You understand? Is one bag ah tings dem put in to abort and stitch-up and hedge-up the new culture of transparency that was emerging.
On top of that, the new commissars have added their own personal touch to this mess. Instead of using their discretion to advance transparency and accountability, they’ve joined the cause in the opposite direction. Who, after all, is responsible for the unprecedented and incorrect decision to allow the subjects of an investigation, all of whom had ample opportunity to give evidence and respond to queries, to review and comment on the report after it’s produced but before it is published?
And who thought it was appropriate to publish a cover letter disowning the report coming out of their own commission? Ladies and gentlemen, we must conclude that the good commissars were served mad-puss-JB instead of mint tea and went collectively mad.
JOKE TING NOW
Fact is, the Integrity Commission is a joke ting now. That’s why I say, promote Dirks and dash weh de loafers.
Dirk is a proven quantity. He was a pain in the arse and existential threat to the corrupt elements of the former PNP administration, and he is the same now to this JLP administration. An examination of his track record establishes his impartiality beyond any question.
Jamaica needs him and his Contractor General’s Office back up and running. No wonder the IMF has taken the unprecedented step of highlighting governance issues in their last review. It’s almost as if they’re saying that all the right fiscal numbers won’t produce the results we want if the governance remains crap-poor. Wait … they ARE saying that.

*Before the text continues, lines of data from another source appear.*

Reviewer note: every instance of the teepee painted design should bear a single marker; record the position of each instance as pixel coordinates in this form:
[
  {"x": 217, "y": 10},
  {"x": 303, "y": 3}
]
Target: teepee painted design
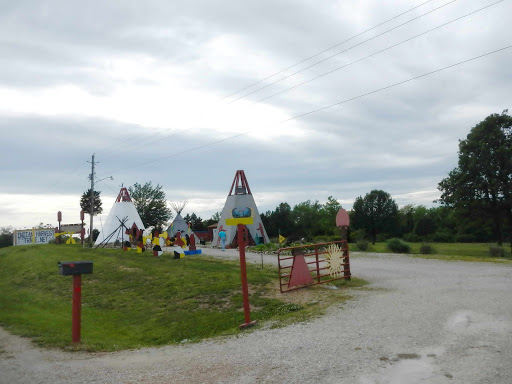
[
  {"x": 122, "y": 210},
  {"x": 240, "y": 197}
]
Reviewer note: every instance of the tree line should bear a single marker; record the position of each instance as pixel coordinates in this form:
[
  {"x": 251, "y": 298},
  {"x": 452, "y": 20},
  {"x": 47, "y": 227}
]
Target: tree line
[{"x": 475, "y": 202}]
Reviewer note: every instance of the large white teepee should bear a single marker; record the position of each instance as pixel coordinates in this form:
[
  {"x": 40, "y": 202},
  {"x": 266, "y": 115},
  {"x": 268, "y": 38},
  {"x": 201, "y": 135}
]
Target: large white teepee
[
  {"x": 123, "y": 210},
  {"x": 179, "y": 224},
  {"x": 241, "y": 198}
]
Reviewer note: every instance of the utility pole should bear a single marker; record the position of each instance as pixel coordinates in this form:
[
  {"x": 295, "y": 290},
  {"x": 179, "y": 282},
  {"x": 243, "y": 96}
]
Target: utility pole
[{"x": 92, "y": 200}]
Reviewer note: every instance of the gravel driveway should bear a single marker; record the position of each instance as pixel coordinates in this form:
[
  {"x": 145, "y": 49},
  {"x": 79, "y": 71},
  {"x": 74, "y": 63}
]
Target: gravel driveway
[{"x": 422, "y": 321}]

Quick reminder: this same Integrity Commission is sitting on a problem of over 150,000 unfiled integrity reports from public servants, and not one prosecution has proceeded.
So this ‘Rooms on the Beach’ report is another perfect illustration of the malaise. And instead of giving Dirk cover and support, the Integrity Commission threw him under the bus, reversed the bus over Dirk’s shiny bald-head, then drop de engine pon him for good measure. What a piece a wikkidniss!
This was no small slip-up. It is confirmation that the whole Integrity Commission regime is a farce, that the commissars must be relieved of this duty they’re mishandling, and that the ‘Integrity Act’ needs a substantial overhaul.